We do not like to believe that the case is quite so serious - that many of us are unamiable in some offensive degree.  It is easier to confess our neighbour’s faults and infirmities, than our own.  So, therefore, quietly taking refuge for ourselves among the 48 percent of good-tempered people - we are willing to admit that a great many of the people we know, have at times rather ungentle tempers.  They are easily provoked; they fly into a passion on very slight occasion; they are haughty, domineering, peevish, fretful or vindictive!

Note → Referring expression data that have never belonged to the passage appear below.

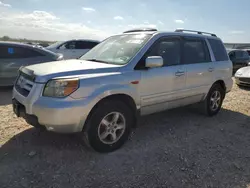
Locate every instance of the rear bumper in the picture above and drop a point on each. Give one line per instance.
(242, 83)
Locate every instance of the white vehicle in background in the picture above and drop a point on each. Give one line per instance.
(73, 49)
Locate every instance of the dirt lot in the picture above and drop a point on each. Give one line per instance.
(177, 148)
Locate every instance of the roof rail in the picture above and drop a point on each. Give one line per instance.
(193, 31)
(140, 30)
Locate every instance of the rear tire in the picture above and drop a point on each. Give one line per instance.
(102, 132)
(213, 102)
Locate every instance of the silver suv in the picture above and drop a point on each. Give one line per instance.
(135, 73)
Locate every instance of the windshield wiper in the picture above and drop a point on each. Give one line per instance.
(97, 60)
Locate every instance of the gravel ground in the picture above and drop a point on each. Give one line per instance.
(176, 148)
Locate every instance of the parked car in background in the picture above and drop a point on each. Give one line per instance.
(239, 58)
(138, 72)
(242, 76)
(73, 49)
(14, 55)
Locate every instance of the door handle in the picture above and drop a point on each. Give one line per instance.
(179, 73)
(211, 69)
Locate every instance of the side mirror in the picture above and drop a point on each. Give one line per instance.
(154, 61)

What is even worse, most of them appear to make no effort to grow out of their infirmities of disposition!   The sour fruit does not come to mellow ripeness in the passing years; the roughness is not polished off the diamond to reveal its lustrous hidden beauty.  The same petulance, pride, vanity, selfishness and other disagreeable qualities are found in the life, year after year!  Where there is a struggle to overcome one’s faults and grow out of them, and where the progress toward better and more beautiful spiritual character is perceptible, though ever so slow - we should have sympathy.  But where one appears unconscious of one’s blemishes, and manifests no desire to conquer one’s faults -there is little ground for encouragement.

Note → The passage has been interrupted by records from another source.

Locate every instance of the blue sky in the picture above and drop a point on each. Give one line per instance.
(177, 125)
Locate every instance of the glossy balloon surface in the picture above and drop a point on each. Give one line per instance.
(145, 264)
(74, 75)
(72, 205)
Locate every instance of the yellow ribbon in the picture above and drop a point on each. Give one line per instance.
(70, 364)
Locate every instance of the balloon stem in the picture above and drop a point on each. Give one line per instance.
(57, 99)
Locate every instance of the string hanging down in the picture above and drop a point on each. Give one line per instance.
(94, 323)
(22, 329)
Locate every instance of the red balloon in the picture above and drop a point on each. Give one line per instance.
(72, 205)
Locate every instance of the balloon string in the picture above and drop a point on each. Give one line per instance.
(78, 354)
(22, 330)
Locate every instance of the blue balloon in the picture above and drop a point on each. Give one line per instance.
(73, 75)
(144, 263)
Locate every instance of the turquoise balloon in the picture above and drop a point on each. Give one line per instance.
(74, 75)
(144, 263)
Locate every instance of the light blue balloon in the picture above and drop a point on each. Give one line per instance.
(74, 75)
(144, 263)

Bad temper is such a disfigurement of character, and, besides, works such harm to one’s self and to one’s neighbours, that no one should spare any pains or cost to have it cured!  The ideal Christian life is one of unbroken kindliness.  It is dominated by love - the love whose portrait is drawn for us in the immortal thirteenth chapter of First Corinthians:  “Charity suffereth long, and is kind; charity envieth not; charity vaunteth not itself, is not puffed up,   Doth not behave itself unseemly, seeketh not her own, is not easily provoked, thinketh no evil.”    That is the picture of the ideal Christian life!

We have but to turn to the gospel pages - to find the story of a life in which all this was realised.  Jesus never lost his temper.  He lived among people who tried Him at every point - some by their dullness, others by their bitter enmity and persecution - but He never failed in sweetness of disposition, in patience, in self-denying love.   Like the flowers which give out their perfume only when crushed; like the odoriferous wood which bathes the axe which hews it with fragrance; the life of Christ yielded only the tenderer, sweeter love to the rough impact of men’s harshness and wrong.  That is the pattern on which we should strive to fashion our life and our character.  Every outbreak of violent temper, every shade of ugliness in disposition, mars the radiant loveliness of the picture we are seeking to have fashioned in our souls!  Whatever is not loving - is unlovely character.

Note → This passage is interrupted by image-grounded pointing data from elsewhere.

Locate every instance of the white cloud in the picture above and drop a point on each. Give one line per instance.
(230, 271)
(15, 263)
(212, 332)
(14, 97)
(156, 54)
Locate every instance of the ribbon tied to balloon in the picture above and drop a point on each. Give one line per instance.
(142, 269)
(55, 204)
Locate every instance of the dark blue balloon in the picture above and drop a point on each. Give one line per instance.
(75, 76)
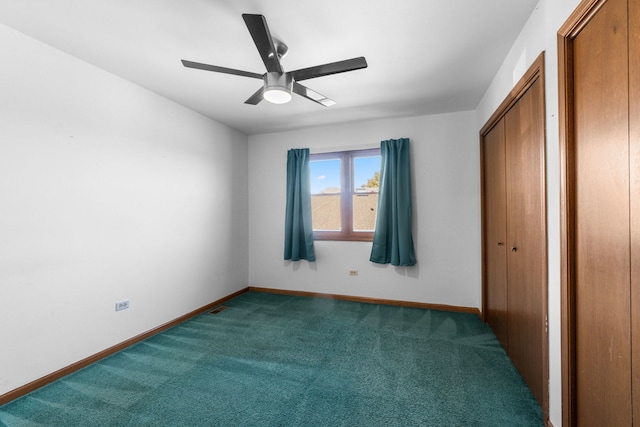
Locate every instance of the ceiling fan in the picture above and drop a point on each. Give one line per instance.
(278, 84)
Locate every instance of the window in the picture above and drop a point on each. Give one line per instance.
(344, 194)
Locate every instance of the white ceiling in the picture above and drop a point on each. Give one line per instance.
(424, 56)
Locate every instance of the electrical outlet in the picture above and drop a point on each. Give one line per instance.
(122, 305)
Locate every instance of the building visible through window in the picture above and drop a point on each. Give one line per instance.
(344, 194)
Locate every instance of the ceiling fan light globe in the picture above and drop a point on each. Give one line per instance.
(277, 95)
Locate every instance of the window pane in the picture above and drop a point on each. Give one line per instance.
(325, 190)
(365, 207)
(366, 172)
(325, 212)
(325, 176)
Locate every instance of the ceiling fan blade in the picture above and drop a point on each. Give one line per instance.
(256, 97)
(207, 67)
(259, 30)
(328, 69)
(312, 95)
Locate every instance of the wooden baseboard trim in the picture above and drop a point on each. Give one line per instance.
(367, 300)
(40, 382)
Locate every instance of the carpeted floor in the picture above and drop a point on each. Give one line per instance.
(276, 360)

There is another phase:  bad-tempered people are continually hurting others, oft times their best and truest friends.  Some people are sulky - and one person’s sulkiness casts a chilling shadow over a whole household!  Others are so sensitive, ever watching for slights and offended by the merest trifles - that even their nearest friends have no freedom of fellowship with them!  Others are despotic, and will brook no kindly suggestion, nor listen to any expression of opinion!  Others are so quarrelsome that even the meekest and gentlest person cannot live peaceably with them!  Whatever may be the special characteristic of the bad temper, it makes only pain and humiliation for the person’s friends!